The birth of children. The birth of parents. The birth of us all.

Tuesday, June 5, 2012

Finding My Own Skin

The costume changes were easy. There were none. The only thing that changed was the cast of character. Of which there was

During the years of my life I became a chameleon changing my persona to meet the needs of what I thought was needed to survive. It began when I was a shy child, trying to be what my parents wanted me to be. During my years in school, I tried to blend in with the others. I didn't want to stand out, be 'different'. I never felt comfortable in my own skin.

Once I went to college and to work, I found myself struggling to find out what I should be. I didn't feel good wearing my farm girl skin. I didn't know where to go from there when faced with campus and city life. I was lost, trying to mimic what I should be. In my marriage, I followed what I thought were the rules of 'engagement'. The perfect wife with children scrubbed and ready for dad to return from work. The woman who was handy to have around to run the home. The mother who was supposed to know what to do at all times. I failed on all fronts.

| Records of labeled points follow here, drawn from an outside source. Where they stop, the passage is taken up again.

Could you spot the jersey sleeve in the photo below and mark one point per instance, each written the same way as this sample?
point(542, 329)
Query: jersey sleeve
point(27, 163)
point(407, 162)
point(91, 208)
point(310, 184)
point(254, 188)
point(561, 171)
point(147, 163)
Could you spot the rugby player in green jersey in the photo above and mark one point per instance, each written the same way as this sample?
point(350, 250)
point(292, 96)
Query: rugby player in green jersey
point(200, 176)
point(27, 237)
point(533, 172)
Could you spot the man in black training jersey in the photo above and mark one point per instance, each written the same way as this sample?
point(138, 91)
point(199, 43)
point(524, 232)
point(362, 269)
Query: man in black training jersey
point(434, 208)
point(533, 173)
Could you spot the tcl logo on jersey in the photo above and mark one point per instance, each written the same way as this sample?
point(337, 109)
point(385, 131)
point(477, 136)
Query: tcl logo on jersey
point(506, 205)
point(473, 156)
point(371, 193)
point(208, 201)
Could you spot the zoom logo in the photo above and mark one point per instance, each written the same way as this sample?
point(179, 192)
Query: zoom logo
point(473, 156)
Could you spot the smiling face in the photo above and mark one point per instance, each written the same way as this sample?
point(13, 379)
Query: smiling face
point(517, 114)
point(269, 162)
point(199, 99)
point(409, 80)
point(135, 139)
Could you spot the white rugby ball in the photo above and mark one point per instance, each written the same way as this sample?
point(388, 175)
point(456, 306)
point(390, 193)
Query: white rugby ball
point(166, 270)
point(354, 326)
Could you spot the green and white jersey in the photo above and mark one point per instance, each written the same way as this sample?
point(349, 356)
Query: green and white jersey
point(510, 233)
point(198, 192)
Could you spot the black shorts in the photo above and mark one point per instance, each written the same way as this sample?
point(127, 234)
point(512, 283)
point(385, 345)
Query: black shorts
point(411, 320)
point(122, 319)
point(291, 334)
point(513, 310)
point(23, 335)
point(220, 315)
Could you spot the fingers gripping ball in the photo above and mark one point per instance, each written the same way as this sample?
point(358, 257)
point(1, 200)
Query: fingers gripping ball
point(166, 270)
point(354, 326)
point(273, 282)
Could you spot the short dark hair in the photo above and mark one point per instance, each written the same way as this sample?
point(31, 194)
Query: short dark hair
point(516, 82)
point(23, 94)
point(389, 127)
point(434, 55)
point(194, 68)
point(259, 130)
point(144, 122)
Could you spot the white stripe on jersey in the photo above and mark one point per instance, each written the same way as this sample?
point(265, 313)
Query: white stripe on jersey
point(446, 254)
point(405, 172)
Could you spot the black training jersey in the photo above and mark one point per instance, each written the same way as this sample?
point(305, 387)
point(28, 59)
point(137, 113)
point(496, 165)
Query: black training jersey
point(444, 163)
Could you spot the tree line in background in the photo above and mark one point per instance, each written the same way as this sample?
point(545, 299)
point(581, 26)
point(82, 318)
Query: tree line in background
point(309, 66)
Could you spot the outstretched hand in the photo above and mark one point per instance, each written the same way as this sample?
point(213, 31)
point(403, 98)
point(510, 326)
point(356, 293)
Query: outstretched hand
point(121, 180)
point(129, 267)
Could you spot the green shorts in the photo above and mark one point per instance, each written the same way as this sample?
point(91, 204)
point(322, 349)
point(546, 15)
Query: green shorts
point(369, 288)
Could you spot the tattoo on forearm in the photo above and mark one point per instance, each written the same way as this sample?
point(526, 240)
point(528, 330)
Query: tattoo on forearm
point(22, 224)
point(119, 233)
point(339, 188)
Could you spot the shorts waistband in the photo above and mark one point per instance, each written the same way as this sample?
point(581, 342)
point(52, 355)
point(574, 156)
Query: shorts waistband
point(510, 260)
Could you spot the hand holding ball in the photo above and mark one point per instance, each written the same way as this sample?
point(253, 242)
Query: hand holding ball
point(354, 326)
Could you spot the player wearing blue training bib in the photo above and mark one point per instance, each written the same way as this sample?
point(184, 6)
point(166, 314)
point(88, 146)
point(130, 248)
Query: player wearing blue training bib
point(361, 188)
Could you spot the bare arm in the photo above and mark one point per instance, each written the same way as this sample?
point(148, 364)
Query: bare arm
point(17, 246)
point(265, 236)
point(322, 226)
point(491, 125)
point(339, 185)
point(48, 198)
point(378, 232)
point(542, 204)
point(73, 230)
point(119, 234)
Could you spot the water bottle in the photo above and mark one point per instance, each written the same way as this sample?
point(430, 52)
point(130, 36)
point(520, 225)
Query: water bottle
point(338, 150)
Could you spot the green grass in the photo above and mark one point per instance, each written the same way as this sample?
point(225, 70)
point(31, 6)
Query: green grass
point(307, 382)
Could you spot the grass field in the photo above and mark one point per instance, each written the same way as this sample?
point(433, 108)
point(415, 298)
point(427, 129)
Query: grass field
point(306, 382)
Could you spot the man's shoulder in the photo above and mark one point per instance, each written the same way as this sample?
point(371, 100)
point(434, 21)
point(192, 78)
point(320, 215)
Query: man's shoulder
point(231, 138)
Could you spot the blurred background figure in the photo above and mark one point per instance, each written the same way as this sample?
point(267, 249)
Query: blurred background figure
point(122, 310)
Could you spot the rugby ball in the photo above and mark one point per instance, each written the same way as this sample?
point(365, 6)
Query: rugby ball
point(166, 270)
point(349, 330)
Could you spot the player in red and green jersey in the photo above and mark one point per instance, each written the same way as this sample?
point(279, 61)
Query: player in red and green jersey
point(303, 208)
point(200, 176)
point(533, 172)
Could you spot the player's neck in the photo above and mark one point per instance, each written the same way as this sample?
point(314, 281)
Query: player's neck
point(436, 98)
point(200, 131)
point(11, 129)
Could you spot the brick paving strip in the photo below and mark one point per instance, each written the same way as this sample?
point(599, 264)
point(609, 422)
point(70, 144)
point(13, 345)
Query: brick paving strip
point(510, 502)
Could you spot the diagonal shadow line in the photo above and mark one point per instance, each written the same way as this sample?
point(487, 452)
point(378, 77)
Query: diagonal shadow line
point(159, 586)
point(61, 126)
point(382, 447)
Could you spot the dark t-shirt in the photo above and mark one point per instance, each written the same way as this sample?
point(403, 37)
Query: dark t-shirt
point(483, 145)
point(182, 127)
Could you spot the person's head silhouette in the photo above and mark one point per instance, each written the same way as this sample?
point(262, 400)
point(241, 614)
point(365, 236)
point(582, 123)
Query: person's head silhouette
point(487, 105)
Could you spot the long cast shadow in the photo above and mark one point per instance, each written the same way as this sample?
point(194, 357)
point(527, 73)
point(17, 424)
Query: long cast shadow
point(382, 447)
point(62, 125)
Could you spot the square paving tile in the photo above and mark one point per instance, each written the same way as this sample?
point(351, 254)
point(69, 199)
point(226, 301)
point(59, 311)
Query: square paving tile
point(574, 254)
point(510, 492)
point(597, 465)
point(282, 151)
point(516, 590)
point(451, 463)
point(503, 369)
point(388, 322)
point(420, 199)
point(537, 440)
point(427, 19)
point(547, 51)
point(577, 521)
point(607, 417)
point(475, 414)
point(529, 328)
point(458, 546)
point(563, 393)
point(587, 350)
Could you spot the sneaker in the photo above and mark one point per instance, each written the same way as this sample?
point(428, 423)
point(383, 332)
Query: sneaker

The first time in my life that I tried on my own skin, was after my divorce. I wasn't sure what I would find, but inch by inch, I began to like me better than I had ever before. I discovered that I didn't need to please anyone but myself. I found I could try things I'd never tried before and survive failure and embrace success. I needed to figure out who I had been my entire life.

Slowly I began to put together all of the insecurities I had felt in my younger years. I knew why my marriages had failed. I saw the mistakes I had made in raising my children. But most of all I discovered my own skin.

Should I go back and do it all over again in the same day and age, I would have probably do it all the same. I like this new generation who dress as they please. I love that classes are offered for children with all sorts of interests.Now I would look for a man who would be my partner and not the head of the house. I would pursue my 'untried' interests and perhaps a career.

I like remembering who I was, because it has made me who I am. There is something to be said for being a wise old sage.